With the Barossa Valley sizzling more than 1,300km away from Australia’s busiest hub, Geber felt it would be prudent to have a presence in Sydney for those visitors who might not have time to make it out west to visit Château Tanunda in person.

Tanunda’s Sydney cellar door, named The Rocks, opened in October 2021 offering tastings of Old Vine Expressions from AU$70 per person, allowing guests to sample wines made from 50, 100 and 150-year-old vines.

Geber tells db that the upmarket store tends to attract high net worth individuals who are looking to stock their personal wine cellars with “something no one else has”.

He recounts how the combined total wealth of three Singaporeans who recently stopped in at the store was AU$9.8 billion.

“One of them bought wine worth AU$100,000,” said Geber. “I would never, ever have met these guys if they hadn’t walked through our Sydney cellar door.”

The new Hong Kong

According to Geber, many of the customers who visit The Rocks are from Southeast Asian countries.

“Singapore is the new Hong Kong of the world,” Geber claims. “It’s all about financial mobility there. Capital flight is on!”

Calling Singapore “the shock absorber” of Asia, he explains that he believes the country “is going to become an incredibly important place.”

“Asia overall is up-and-coming with Asian markets in double digit growth for Australian wine at the moment. Since the China tariffs hit, we’ve had to do a lot of work there as China was one of our biggest markets. We’ve also been working on reactivating Japan.”

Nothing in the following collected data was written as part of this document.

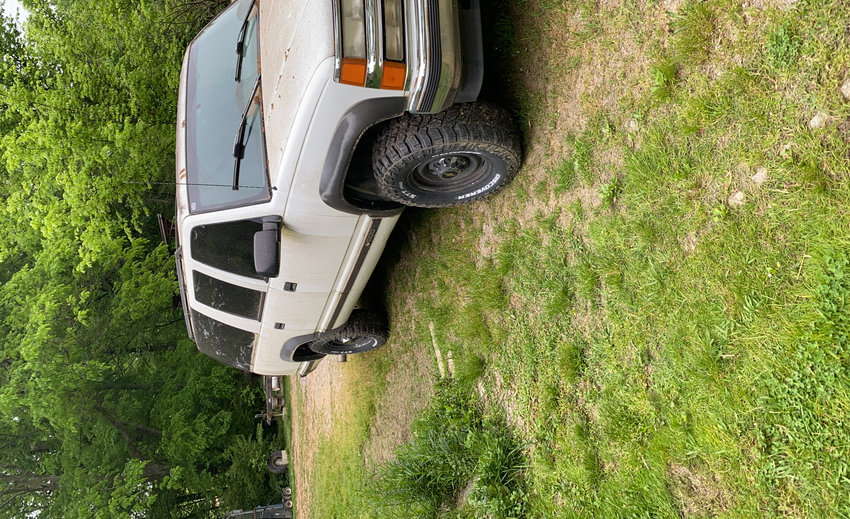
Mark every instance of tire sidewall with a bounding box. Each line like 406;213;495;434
389;145;513;206
311;334;384;355
268;450;287;474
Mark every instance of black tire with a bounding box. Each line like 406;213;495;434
372;102;521;208
268;450;288;474
310;311;388;355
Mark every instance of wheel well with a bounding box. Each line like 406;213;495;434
341;120;401;212
318;97;406;216
291;342;323;362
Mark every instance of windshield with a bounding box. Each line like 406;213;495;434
185;0;269;213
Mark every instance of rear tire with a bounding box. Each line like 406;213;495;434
311;311;388;355
372;102;521;208
268;450;288;474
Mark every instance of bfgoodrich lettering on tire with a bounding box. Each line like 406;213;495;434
372;102;521;208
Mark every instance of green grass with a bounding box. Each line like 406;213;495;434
669;0;716;66
298;0;850;517
369;382;526;519
649;59;677;101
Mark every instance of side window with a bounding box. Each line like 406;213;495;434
190;310;255;371
190;219;264;279
193;270;265;320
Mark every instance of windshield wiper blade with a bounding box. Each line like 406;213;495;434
232;74;262;191
234;1;257;82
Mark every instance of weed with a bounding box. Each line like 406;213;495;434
573;136;594;184
669;1;715;66
553;157;577;195
600;177;621;208
766;21;800;70
650;59;677;101
756;248;850;512
370;382;527;518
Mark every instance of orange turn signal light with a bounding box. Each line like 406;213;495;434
380;61;406;90
340;58;367;86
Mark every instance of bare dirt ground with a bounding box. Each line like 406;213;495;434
287;360;351;517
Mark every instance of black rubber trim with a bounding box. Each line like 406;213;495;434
328;219;382;326
454;0;483;104
280;332;323;362
319;97;406;216
421;0;441;112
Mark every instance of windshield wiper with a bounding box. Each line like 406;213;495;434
234;1;257;82
232;74;262;191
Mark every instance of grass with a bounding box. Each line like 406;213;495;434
369;382;526;519
292;0;850;517
669;0;716;66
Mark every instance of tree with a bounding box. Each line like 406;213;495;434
0;1;280;516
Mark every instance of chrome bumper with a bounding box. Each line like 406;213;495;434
405;0;463;114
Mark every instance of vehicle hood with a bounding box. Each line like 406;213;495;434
259;0;334;183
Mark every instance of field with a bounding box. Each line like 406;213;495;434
289;0;850;517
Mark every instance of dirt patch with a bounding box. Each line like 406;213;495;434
478;371;529;438
362;340;436;469
475;218;500;262
743;0;799;10
288;360;351;517
668;463;730;517
679;231;699;254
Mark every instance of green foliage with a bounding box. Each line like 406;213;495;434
756;249;850;511
599;177;621;208
766;21;800;69
371;382;527;519
219;424;285;510
0;1;282;517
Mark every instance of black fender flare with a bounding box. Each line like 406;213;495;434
319;97;406;216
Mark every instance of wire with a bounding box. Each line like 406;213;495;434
122;180;267;189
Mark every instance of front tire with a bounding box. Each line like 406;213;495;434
372;102;521;208
311;311;388;355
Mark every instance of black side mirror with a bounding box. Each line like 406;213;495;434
254;217;280;277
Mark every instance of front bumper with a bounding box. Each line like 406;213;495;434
332;0;481;114
405;0;463;113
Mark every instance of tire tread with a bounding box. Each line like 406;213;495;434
372;102;521;208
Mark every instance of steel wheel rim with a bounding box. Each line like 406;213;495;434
408;152;492;193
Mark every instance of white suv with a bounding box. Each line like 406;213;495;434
174;0;521;376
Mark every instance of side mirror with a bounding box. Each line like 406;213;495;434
254;218;280;277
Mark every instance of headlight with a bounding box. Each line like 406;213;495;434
340;0;367;85
382;0;404;62
379;0;405;90
335;0;406;90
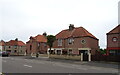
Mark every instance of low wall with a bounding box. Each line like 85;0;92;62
49;55;81;61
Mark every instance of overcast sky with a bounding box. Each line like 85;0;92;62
0;0;120;48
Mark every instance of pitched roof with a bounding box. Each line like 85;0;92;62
107;25;120;34
6;40;25;46
18;41;26;46
56;26;98;40
30;35;47;42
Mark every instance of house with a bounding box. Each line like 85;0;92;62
26;33;47;55
106;25;120;55
0;40;6;51
48;24;99;61
5;38;26;55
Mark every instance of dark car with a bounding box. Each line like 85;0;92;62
0;51;10;57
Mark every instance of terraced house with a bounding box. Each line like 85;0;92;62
26;33;47;55
49;24;99;61
106;25;120;55
2;38;26;55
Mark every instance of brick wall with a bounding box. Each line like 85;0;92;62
107;34;120;48
26;40;47;54
53;37;99;55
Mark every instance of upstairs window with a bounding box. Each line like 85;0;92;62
38;43;40;47
44;43;47;47
30;45;32;51
112;37;117;42
68;38;74;45
58;39;62;46
14;45;17;49
81;39;86;44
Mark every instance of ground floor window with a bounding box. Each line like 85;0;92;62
7;50;11;52
20;50;22;52
57;50;61;55
49;50;54;54
14;50;17;53
109;50;120;55
62;50;67;55
68;49;72;55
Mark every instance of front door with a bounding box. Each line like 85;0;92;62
79;50;88;61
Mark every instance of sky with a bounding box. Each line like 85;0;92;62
0;0;120;48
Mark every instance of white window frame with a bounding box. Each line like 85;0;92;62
68;38;74;45
58;39;62;46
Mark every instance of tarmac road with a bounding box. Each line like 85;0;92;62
2;56;119;74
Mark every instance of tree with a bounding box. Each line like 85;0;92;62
99;48;106;55
47;35;56;54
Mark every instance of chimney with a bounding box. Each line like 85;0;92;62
69;24;74;31
43;32;47;36
15;38;18;41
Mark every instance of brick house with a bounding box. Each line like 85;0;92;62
0;40;6;51
4;38;26;55
106;25;120;55
48;24;99;61
26;33;47;55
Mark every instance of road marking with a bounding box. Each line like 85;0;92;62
24;65;32;68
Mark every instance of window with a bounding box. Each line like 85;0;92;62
9;46;11;48
30;45;32;51
112;37;117;42
19;46;22;48
14;50;17;53
7;50;11;52
81;39;86;44
57;50;61;55
14;45;17;49
44;43;46;46
38;43;40;47
109;50;116;55
68;49;72;55
68;38;74;45
58;39;62;46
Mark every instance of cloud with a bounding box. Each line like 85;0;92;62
0;0;119;48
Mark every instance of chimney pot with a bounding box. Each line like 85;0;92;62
69;24;74;31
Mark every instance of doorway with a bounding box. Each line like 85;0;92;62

Geber shares with db that he plans to position the brand towards ‘high wealth’ individuals and is “going big time on old vine expressions.”

“The top-end of the market is recession-proof,” he insists.

The clientele that Château Tanunda increasingly welcomes favours “unique and limited supply”, which is something the producer’s heritage Shiraz vines have in spades.

“Their roots can reach down as far as 30ft,” he says. “We can prove that the most consistent and beautiful wines from around the world come from their own rootstock.”

“Australia lost its way a bit in telling its premium story,” adds Michelle Geber, managing director for the winery. “Our vision is to bring premium, luxury Australian wine back to the world.”

Plans are afoot to open a Duty Free focus in Sydney airport to further establish the Château Tanunda name with affluent international travellers, both from Asia and elsewhere.